Ich hatte in meinem Leben noch keinen Rettungswagen von innen gesehen, auch war es in meiner Familie bis dahin nicht zu Notfällen gekommen, die eine Blaulichtfahrt erforderlich gemacht hätten. Opa hatte zum Arzt stets ein Taxi genommen und sich zuvor noch ausgehfein gemacht. Ich kannte nur die Sanitäter, die bei den Bundesjugendspielen unter einem Sonnenschirm an der Weitsprunggrube saßen, die Ärmel ihrer weißen T-Shirts bis zu den Achseln hochgekrempelt, und zuweilen einen verstauchten Knöchel kühlten. Das versprach eine einigermaßen geruhsame Dienstzeit.

Als ich mich Mitte August des Jahres 1998, kurz nach meinem 20. Geburtstag, auf der Rettungswache dem Chef vorstellte, lag in einer anderen Ecke des Raumes ein Sanitäter auf dem Sofa und schlief, ein anderer spielte Solitär auf dem PC, ein dritter rauchte und las den Kicker. Ich hatte keinerlei Bedenken. Wie oft fanden Bundesjugendspiele statt, und was sollte dabei schon Schlimmes passieren?

Zwei Wochen später trat ich meinen Dienst an. Ich bekam eine abgetragene rote Jacke ausgehändigt, Sicherheitsschuhe, einen Satz weiße Hosen und Hemden, die ich bei nächster Gelegenheit bis zu den Achseln hochzukrempeln gedachte. Ein altgedienter Kollege, den sie nach dem gleichnamigen Film mit John Wayne "Hondo" nannten, weil er einmal mit Reitstiefeln zur Arbeit erschienen war, zeigte mir den Fernsehraum, die Kaffeemaschine (50 Pfennig pro Tasse), die Garage.

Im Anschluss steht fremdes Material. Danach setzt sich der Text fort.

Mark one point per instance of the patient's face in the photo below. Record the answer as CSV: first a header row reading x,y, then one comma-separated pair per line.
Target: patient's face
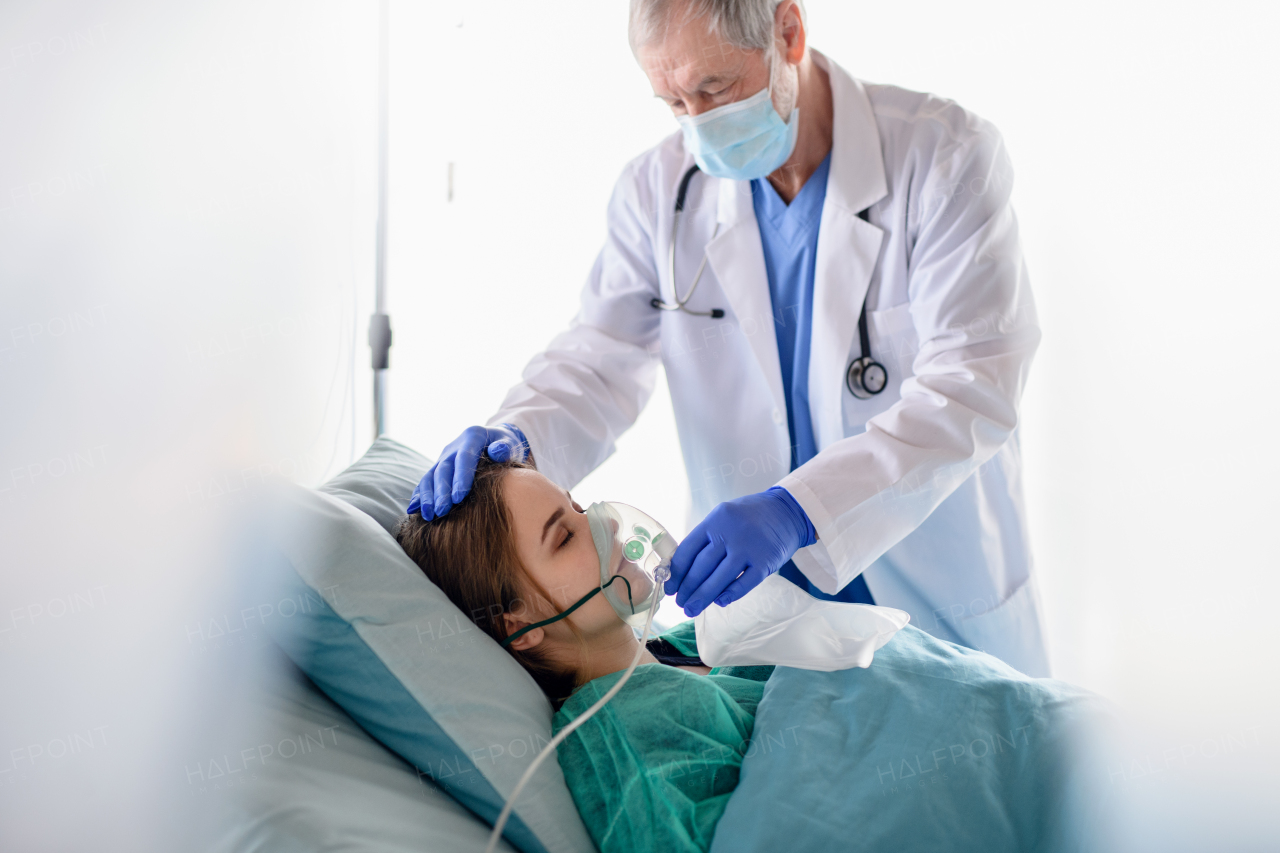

Doch kaum dort angelangt, fing Hondo an zu piepen: Sein Transponder hatte angeschlagen, Einsatz für den Rettungswagen 60-41.

Ein weiterer Kollege kam in routinierter Eile herbeigesprintet, Hondo schob mich ins Fahrerhaus. "Dann erlebst du gleich mal, was hier los ist, Junge", sagte er noch und begann, mit der Leitstelle zu funken. "Verkehrsunfall an der Bundesstraße 214, Ortsausgang Wetschen, drei Verletzte", hörte ich es aus dem Gerät knarzen, dann drückte mich die Beschleunigungskraft in den Sitz. "Anschnallen", brüllte Hondo durch den Lärm des Martinshorns, der andere Kollege zog sich Gummihandschuhe an. War ich nicht eben noch ein Schulkind gewesen? Was war die schlimmste Verletzung, die ich in meinem Leben gesehen hatte? Ich dachte an das Nasenbluten des Nachbarsjungen, ich hatte ihm einen Fußball ins Gesicht geschossen. Wir mussten beide weinen, er vor Schmerz, ich vor Reue. Wohin fuhren wir jetzt? Was um alles in der Welt würde ich zu sehen bekommen?

Am Abend dieses ersten Arbeitsstages saß ich stumm am Küchentisch. Auf die Frage meiner Eltern, wie es gewesen sei, hatte ich keine Antwort. Das zerstörte Auto, drei Menschen im Graben neben der Straße, jammernd, blutend, mit verrenkten Gliedern, Hondos besudeltes Hemd, seine Ungerührtheit, mit der er hinterher den Rettungswagen reinigte, pfeifend, Witze erzählend, als wische er einen beliebigen Flur. "Ich kann da nicht mehr hingehen", sagte ich zu meinen Eltern. "Ich will nicht."